Comment Ad Reinhardt nous a appris à regarder l’art moderne
Que signifie être puriste ? Est-ce comme avoir l'esprit fermé ? Ou la quête de la pureté est-elle intrinsèquement noble, comme la poursuite de la perfection ? Pour l'artiste abstrait américain Ad Reinhardt, la pureté était essentielle aux beaux-arts. Dans son essai de 1953, « Douze règles pour une nouvelle académie », Reinhardt a défini les beaux-arts comme « l'art vidé et purifié de tout autre que l'art. significations. » Il a poursuivi en expliquant que « Plus une peinture a d’usages, de relations et d’« ajouts », moins elle est pure. Plus il y a de choses à l’intérieur, plus l’œuvre d’art est occupée, pire elle est. "Plus c'est moins". Cela peut ressembler à une déclaration étrange de la part d'un peintre associé aux expressionnistes abstraits, des artistes qui mettent définitivement plus sur leurs toiles, pas moins. Mais bien que Reinhardt ait commencé sa carrière en peignant des toiles expressives et dynamiques, sa quête de pureté a radicalement modifié son approche au fil du temps. Il a tellement réduit le contenu de ses peintures au cours de sa carrière que dans les dernières années de sa vie, il a peint uniquement avec la couleur noire. À sa mort en 1967, il était si confiant dans la pureté de ses efforts qu'il proclama qu'il avait peint les derniers tableaux dont on avait jamais besoin.
L'art rendu raffiné
La quête de pureté pourrait sembler mieux adaptée à un monastère qu’à un atelier d’art.
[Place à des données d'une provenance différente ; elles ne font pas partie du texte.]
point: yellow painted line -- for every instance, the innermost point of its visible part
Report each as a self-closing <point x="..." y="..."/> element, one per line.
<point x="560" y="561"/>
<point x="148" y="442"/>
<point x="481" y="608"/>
Mais Ad Reinhardt était autant un philosophe qu’un artiste. Et l’un de ses meilleurs amis était en fait moine dans un monastère. Reinhardt échangeait régulièrement des lettres avec lui, échangeant de manière fantaisiste des points de vue sur la nature de la vie et de l'art. Durant ses études supérieures, Reinhardt a étudié l'histoire de l'art, un sujet qu'il connaissait peut-être mieux que tout autre artiste de sa génération. Peut-être que son intérêt pour la découverte de la manifestation ultime de la pureté dans l’art était autant lié à sa curiosité intellectuelle et spirituelle qu’à son désir de définir sa propre pertinence dans le continuum de l’histoire de l’art.
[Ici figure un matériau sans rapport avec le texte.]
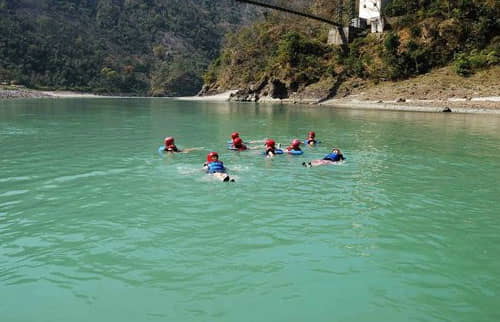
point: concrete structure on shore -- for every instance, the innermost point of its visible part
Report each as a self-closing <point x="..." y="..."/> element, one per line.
<point x="371" y="11"/>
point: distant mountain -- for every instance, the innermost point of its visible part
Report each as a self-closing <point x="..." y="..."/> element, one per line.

Lorsqu'il a commencé à exposer ses peintures à New York dans les années 1940, celles-ci étaient en accord avec le style dominant émergent de l'époque, l'Expressionnisme Abstrait. Elles étaient picturales, gestuelles, pleines de couleurs vives et vivantes avec des marques abstraites. Moins d'une décennie plus tard, il a passionnément renié toutes ces choses, publiant un manifeste dogmatique, presque comiquement spécifique, souvent contradictoire, décrivant la méthode précise de création de peintures pures et modernes : des peintures qui, soit dit en passant, n'étaient rien comme ses propres œuvres précoces. Si cela semble paradoxal, il est utile de se rappeler les propres mots célèbres de Reinhardt : « L'art est trop sérieux pour être pris au sérieux. »
Ad Reinhardt - Peinture abstraite, 1960. Huile sur toile. © 2018 Succession Ad Reinhardt / Artists Rights Society (ARS), New York
Démanteler l'avant-garde
Pour comprendre le climat culturel dans lequel Reinhardt a travaillé, il est utile de revenir sur l'histoire du Modernisme. Avant la Seconde Guerre mondiale, presque tous les mouvements d'art avant-gardistes ont vu le jour en dehors de l'Amérique. Après la Seconde Guerre mondiale, l'Amérique a donné naissance à certains des mouvements modernistes les plus influents du siècle, y compris l'Expressionnisme Abstrait, le Minimalisme et le Post-Expressionnisme. Que s'est-il passé pour précipiter ce changement dans l'influence de l'art américain ? Cela avait plus à voir avec la politique qu'avec l'art.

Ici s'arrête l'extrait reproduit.